Staying with Private Eye, news (p. 29) of a possible court action emerging out of the 1991 Orkney “Satanic Panic” that led to nine children being taken into care by social workers and a number of adults – including the local church minister – accused of ritual abuse. The case is to be brought by “MW”, who was eight years old in 1991 and came to the attention of social workers due to an actually abusive father:

MW was…said to have given social workers the story of widespread ritual abuse; but she has maintained that she was told to copy a picture of a satanic circle supplied by her interviewer. In taped interviews, MW has said that there was no ritual abuse.

MW has been spurred into action by a documentary that appeared British TV in August 2006, entitled Accused:

She was distressed after a key RSSPC social worker opened old wounds by insisting that abuse had taken place.
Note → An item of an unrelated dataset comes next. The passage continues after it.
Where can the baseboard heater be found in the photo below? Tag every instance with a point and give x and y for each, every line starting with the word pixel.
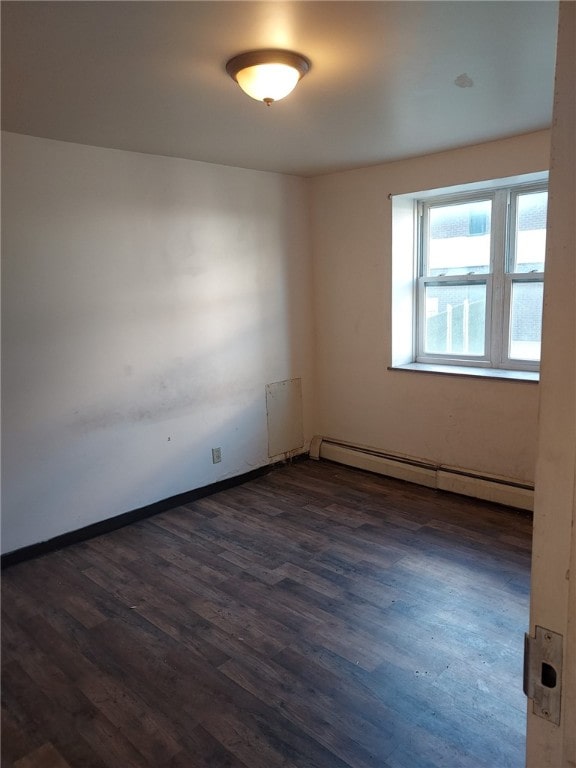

That would perhaps have been social worker Janette Chisholm, who blithely dismissed the fact all of the supposed victims – now adults – insisted that the “ritual abuse” had not occurred as evidence merely of “denial”. Another social worker featured in the programme perhaps gave away a bit more than he intended to when he admitted bitterly that he and his colleagues had been unprepared for an articulate media campaign launched by the accused parents. MW, who was subsequently abused by foster parents and who left school without qualifications, now wants “an apology and redress”, and she hopes the courts will grant her legal aid to pursue her claim. MW was not included in an apology and compensation package given to the other children because she was in care already.

Back in 2006 it was also announced that families accused of Satanic abuse in Rochdale in 1990 had decided to sue, but there hasn’t been anything in the public domain since. Around the same time, Kyle Sapp in California told reporters that he had been coaxed into lying about Satanic abuse at the McMartin Preschool in the early 1980s. I blogged on all this here.

As it happens, the same issue of the Eye also carries a letter (p. 14) from San Diego psychologist Ellen Lacter, who had written in to defend the work of Valerie Sinason, whom the Eye had criticised in the previous issue (I blogged this here). Lacter praises Sinason for standing “up for victims of ritual crimes when others have been intimidated into silence”. I noted on Talk to Action some months ago that Lacter considers her “mentor” to be Steve Oglevie, who was at the centre of a 1989 incident in Idaho in which the discovery of a dead baby led to a Satanic panic. In 2006 Oglevie was named as a co-defender in a case brought by Donna Marie Krahn, a Canadian woman who claims that she was made to believe that she had been Satanically abused.